2 (end)

2.3K 286 17
                                    

Jaehyun POV.

Doyoung hyung benar. Seharusnya, aku lebih tahu diri, untuk meminta kembali. Aku bahkan tak pantas mendapat ucapan maafnya setelah menyakitinya begitu dalam. Menusuknya dengan pisau yang tajam, sehingga luka itu sangat sulit untuk disembuhkan.

Aku benar benar bodoh. Bagaimana bisa, dulu aku menyia nyiakan orang yang mencintaiku dengan tulus. Dan mengkhianatinya begitu saja, hanya karena satu kata.

Bosan.

Aku benci kata itu.

Seharusnya ketika aku merasa bosan padanya, aku bisa menunggu lebih lama hingga rasa bosan itu hilang. Mengapa aku lebih memilih untuk mencari yang baru ketika rasa bosan itu datang.

***

Lagi lagi Doyoung hyung memintaku untuk menunggu, karena kelasnya sedang mendapatkan materi lebih. Bisa kupastikan, jika rencana kami untuk berkencan terpaksa diundur lagi.

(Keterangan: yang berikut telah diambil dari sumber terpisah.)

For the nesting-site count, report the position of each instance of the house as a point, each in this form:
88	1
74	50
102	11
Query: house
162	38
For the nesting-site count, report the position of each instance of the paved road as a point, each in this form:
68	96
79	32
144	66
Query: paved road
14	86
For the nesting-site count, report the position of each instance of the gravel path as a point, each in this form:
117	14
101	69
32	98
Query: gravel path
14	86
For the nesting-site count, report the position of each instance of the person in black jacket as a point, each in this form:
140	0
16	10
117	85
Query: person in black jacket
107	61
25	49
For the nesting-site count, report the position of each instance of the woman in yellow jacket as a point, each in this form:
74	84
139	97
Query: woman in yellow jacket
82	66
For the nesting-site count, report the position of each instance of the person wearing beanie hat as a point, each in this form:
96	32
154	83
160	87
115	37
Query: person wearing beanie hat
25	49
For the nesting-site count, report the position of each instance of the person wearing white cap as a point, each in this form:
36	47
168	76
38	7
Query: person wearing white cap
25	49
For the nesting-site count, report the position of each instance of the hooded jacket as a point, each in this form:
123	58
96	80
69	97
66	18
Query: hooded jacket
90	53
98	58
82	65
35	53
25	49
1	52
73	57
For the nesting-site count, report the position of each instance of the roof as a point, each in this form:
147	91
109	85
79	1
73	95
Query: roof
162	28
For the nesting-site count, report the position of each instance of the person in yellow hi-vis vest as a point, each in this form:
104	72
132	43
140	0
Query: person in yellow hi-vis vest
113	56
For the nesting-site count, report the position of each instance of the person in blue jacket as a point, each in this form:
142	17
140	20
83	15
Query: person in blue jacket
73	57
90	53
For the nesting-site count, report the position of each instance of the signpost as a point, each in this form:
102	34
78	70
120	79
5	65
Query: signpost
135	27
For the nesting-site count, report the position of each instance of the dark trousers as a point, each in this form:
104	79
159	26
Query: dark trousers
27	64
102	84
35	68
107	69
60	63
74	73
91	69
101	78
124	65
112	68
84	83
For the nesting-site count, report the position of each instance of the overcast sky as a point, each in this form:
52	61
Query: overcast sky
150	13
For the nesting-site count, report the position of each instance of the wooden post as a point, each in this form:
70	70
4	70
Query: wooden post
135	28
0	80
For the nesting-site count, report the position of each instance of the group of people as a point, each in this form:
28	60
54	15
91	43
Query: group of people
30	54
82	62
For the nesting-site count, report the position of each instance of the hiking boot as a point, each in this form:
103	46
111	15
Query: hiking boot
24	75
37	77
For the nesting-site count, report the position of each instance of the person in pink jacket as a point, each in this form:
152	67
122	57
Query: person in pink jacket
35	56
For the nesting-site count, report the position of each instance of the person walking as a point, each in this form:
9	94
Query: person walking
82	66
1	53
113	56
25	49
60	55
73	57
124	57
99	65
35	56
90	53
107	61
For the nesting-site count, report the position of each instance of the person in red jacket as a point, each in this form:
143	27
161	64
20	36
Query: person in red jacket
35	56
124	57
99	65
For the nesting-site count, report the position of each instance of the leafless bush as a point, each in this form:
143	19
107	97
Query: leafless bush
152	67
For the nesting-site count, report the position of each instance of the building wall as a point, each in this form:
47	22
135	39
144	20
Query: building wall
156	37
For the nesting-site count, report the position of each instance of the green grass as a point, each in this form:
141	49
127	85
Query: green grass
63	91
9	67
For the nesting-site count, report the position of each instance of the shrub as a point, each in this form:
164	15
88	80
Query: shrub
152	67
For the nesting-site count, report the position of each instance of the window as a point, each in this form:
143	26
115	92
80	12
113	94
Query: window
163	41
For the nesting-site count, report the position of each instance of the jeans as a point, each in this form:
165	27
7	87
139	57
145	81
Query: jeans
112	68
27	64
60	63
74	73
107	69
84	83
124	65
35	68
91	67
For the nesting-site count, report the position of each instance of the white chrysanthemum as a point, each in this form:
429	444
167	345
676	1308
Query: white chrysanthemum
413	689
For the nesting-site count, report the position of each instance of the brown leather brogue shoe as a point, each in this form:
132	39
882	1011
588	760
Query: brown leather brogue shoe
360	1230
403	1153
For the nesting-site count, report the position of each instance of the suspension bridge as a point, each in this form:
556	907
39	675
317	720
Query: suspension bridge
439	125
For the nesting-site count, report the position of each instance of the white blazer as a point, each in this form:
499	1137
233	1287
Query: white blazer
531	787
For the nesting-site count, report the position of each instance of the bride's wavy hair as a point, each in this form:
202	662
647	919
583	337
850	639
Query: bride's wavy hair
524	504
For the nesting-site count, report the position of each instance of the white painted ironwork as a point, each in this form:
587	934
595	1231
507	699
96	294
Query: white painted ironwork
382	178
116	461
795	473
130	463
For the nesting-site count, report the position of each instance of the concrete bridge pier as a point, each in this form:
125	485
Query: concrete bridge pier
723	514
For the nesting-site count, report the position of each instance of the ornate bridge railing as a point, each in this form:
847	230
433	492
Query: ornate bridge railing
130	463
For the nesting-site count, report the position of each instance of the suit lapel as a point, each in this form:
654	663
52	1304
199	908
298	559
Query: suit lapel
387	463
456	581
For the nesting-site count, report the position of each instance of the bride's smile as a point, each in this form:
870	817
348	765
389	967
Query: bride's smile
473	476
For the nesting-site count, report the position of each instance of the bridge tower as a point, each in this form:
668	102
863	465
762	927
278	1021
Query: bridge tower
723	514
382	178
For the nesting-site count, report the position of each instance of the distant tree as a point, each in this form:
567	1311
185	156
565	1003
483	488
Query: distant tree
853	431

Aku benci mengatakan ini. Tapi,

Aku bosan menunggumu Kim Doyoung.

***

Seakan tidak pernah mendengarkanku, Doyoung hyung terus menerus membawakanku bekal makan siang. Padahal aku sudah menyiapkan acara makan siang bersama diluar kampus dan seperti biasa. Rencana itu gagal, karena Kim Doyoung yang dengan egoisnya tidak mau mendengarkan permintaanku.

Aku bosan mengalah, Doyoung hyung.

***

Ini masih jam 6 pagi ketika Doyoung hyung menelponku, dan mengajakku untuk jalan pagi bersama. Jujur, aku ingin sekali marah padanya. Karena aku baru saja bisa tidur jam 3 pagi tadi, karena harus mengetik laporan presentasi.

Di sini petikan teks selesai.